En août dernier, Nicolas Sarkozy et Angela Merkel ont souhaité que soit mise en place une taxe sur les transactions financières. La proposition est désormais reprise par la Commission Européenne, et son président, José-Manuel Barroso souhaite la voir à l'œuvre d'ici 2014. Il s'agit là tout simplement d'un vieux serpent de mer, la taxe Tobin, du nom d'un ancien prix Nobel d'économie. A l'origine, il s'agissait de taxer faiblement toutes les transactions financières pour limiter la spéculation et financer l'aide au développement. Avec l'émergence d'Attac à la fin des années 90, la taxe Tobin avait le vent en poupe chez les alter-mondialistes, et l'idée s'est popularisée. Au cours de la décennie, la possibilité d'une taxe sur les transactions financières était souvent brandie comme une solution magique pour financer un peu tout et n'importe quoi.

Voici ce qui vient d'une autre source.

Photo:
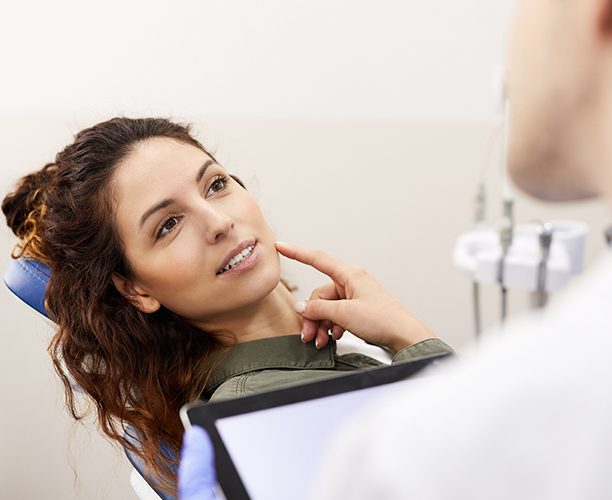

Dans le projet actuel, les revenus de la taxe seraient partagés entre les Etats membres, désespérément en recherche de fonds, et l'Union Européenne, qui aurait là enfin une source supplémentaire de revenus propres. Alors que le monde traverse une crise financière terrible, l'idée de récolter des fonds sur le dos d'un secteur financier coupable apparaît plus que jamais séduisante. A force de spéculations, parfois même à très court terme et automatisées, les marchés financiers se sont progressivement déconnecté de l'économie concrète. La sophistication et la dérégulation des produits financiers depuis les années 80 a créé des forces turbulentes que plus grand monde ne comprend totalement. Et à côté de cela, les PME peinent parfois à se voir octroyer des crédits ordinaires. On comprend alors que la France, qui veut une politique économique européenne, et l'Allemagne, qui souhaite faire payer les banques dans la crise de la dette actuelle, mettent en avant cette taxe sur les transactions financières.

Seulement, elle doit faire face aux mêmes arguments qu'autrefois. En premier lieu, les théoriciens d'une économie libérale expliquent qu'une telle taxe nuirait à la fluidité des mouvements de fond, et en conséquence, rendrait plus cher le crédit et limiterait donc les investissements. L'argument est connu, mais douteux. Surtout, cet inconvénient pèse peu par rapport aux problèmes causés par une fluidité excessive. Les variations trop brusques des marchés financiers ont des externalités négatives qui dépassent le problème d'une baisse (certainement très limitée) des investissements. Et puis il est certainement préférable d'investir sur le long terme, plutôt que pour trois heures.

Le deuxième argument est beaucoup plus lourd, et justifie presque à lui la réputation d'impossibilité de la taxe Tobin. En effet, pour qu'elle soit parfaitement efficace, il faudrait qu'elle soit adoptée au niveau mondial. Le moindre passager clandestin aurait une grosse opportunité, celui d'accueillir les marchés financiers fuyant ladite taxe. Les Anglo-Saxons pointent déjà du doigt les centres financiers émergents tels que Singapour. Et à vrai dire, ils n'ont strictement aucune envie de s'y mettre. Aux Etats-Unis, Wall Street combat vigoureusement et efficacement toute régulation. Le Dodd-Frank Act adopté par le Congrès l'année dernière pour réguler davantage Wall Street n'est tout simplement pas mis en œuvre. Les mouvements d'opinion hostiles à tout nouvel impôt sont puissants, et se concrétisent via l'influence des lobbys dans la vie politique américaine. Les Britanniques, eux, considèrent qu'une telle taxe serait en fait une taxe sur la City, vu qu'elle est la première place où s'opère cette frénésie boursière que l'on veut limiter. Vu l'importance du secteur financier dans leur économie, ils combattront eux-aussi de toute leur force cette taxe.

La mettre en place au niveau mondial est donc une illusion, et même au niveau de l'Union Européenne, ce serait extrêmement compliqué. Certains souhaitent qu'elle se fasse au niveau de la zone euro, mais elle serait alors très facile à éviter. De toute façon, elle n'aurait probablement pas réussi à vraiment limiter la spéculation, mais au moins on en aurait eu des revenus intéressants. La France et l'Allemagne peuvent donc toujours la souhaiter, mais la vraie difficulté ne réside pas chez eux.